The stability, and the medication, have seen improvements in Jonathan's behaviour, as well as his self-esteem. He has started to take an interest in his appearance, putting gel on his hair.

But Debbie and John still knew they were taking a risk when they took him on holiday to Tenerife earlier in the summer.

"When he has a tantrum he has a tantrum, and the thought of him being on an aeroplane in that confined space... We really thought about it, but until you give someone the opportunity you don't know," Debbie says.

"He had never been on an aeroplane before and he loved it. It was hard work because we had to be with him all the time because of his vulnerability, but he was absolutely fantastic. Although it was very, very hard work; I would not lie about that."

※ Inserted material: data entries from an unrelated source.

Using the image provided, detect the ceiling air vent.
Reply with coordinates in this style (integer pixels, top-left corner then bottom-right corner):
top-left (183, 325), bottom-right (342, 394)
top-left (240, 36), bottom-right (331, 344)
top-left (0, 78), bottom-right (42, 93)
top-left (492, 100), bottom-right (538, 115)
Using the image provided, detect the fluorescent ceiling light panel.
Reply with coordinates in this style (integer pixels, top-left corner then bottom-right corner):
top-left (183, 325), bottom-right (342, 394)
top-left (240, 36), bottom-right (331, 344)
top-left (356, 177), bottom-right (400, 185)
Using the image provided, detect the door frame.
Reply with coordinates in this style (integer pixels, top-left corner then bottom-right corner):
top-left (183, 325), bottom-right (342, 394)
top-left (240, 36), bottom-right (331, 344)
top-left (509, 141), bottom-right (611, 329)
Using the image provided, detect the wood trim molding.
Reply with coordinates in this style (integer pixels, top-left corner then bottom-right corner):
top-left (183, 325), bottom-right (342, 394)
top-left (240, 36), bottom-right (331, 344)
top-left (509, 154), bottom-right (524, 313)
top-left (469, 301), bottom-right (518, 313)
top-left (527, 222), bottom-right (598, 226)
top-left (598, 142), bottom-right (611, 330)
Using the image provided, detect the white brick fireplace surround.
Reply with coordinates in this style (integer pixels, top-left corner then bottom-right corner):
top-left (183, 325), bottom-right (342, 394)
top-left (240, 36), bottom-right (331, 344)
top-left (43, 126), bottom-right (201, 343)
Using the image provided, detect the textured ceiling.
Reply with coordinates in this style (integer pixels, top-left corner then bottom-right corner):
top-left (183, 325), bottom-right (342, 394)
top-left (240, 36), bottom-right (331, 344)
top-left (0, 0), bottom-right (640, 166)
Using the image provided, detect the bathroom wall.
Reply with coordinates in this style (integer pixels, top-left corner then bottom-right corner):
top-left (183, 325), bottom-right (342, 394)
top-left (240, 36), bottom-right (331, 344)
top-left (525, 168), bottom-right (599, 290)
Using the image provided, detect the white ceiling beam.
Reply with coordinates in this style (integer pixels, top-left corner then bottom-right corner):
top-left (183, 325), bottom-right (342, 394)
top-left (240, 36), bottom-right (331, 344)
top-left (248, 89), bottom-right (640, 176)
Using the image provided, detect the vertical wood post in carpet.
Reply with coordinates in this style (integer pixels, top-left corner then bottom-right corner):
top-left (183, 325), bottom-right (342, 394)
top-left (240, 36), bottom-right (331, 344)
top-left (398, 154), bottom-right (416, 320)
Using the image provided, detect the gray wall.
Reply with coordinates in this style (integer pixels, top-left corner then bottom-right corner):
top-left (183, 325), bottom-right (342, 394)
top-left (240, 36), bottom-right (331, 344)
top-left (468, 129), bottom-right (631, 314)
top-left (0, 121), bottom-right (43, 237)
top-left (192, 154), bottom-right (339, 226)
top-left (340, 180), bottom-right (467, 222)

Debbie says they have worked hard to break the cycle of tantrum followed by feeling bad, and it does seem to have made a difference. Jonathan has become more confident, and his teachers say he is making progress, after missing much of his education through moving around every few months. He still gets upset when people visit, though. "He thinks they're going to take him away," Debbie says.

But Debbie makes no bones about it being hard work, and the importance of both the short-break care and the support she receives from her parents, who help look after Jonathan.

"John and I don't have a conversation when he is around. The only time we talk is when he's gone to bed, and then we're so tired," she says.

"Every day is a challenge because every day something happens, but he is much more settled now, liking himself and valuing himself, and after the holiday he was looking at photographs of himself.

"We always try to let him think that he is making choices. He is only eight, but it is letting him have little bits of control over his life, giving him choices and making him feel involved. Some days you will have a great day, some days it will be awful."

Despite Christmas being one of those awful days, Debbie says she has no regrets about becoming a foster carer, and about taking on a child with ADHD. It may be tough, but she says it can also be very rewarding.

"We get so much out of this placement: just seeing in a short spell how he has developed. He is doing well and he is just gorgeous - although I wasn't saying that at 20 past four this morning when he had had enough sleep.

"I feel that so many people have disliked him and not seen the little boy, just seen the bad behaviour. That little boy is a really kind, caring, loving, sensitive child, but people haven't seen that.

"It has been an awful time for him. He doesn't have any contact with his family, but what we can do is give him unconditional love and make his future a little bit brighter. I feel we really could make a difference to this little boy."

* Some of the names in this article have been changed.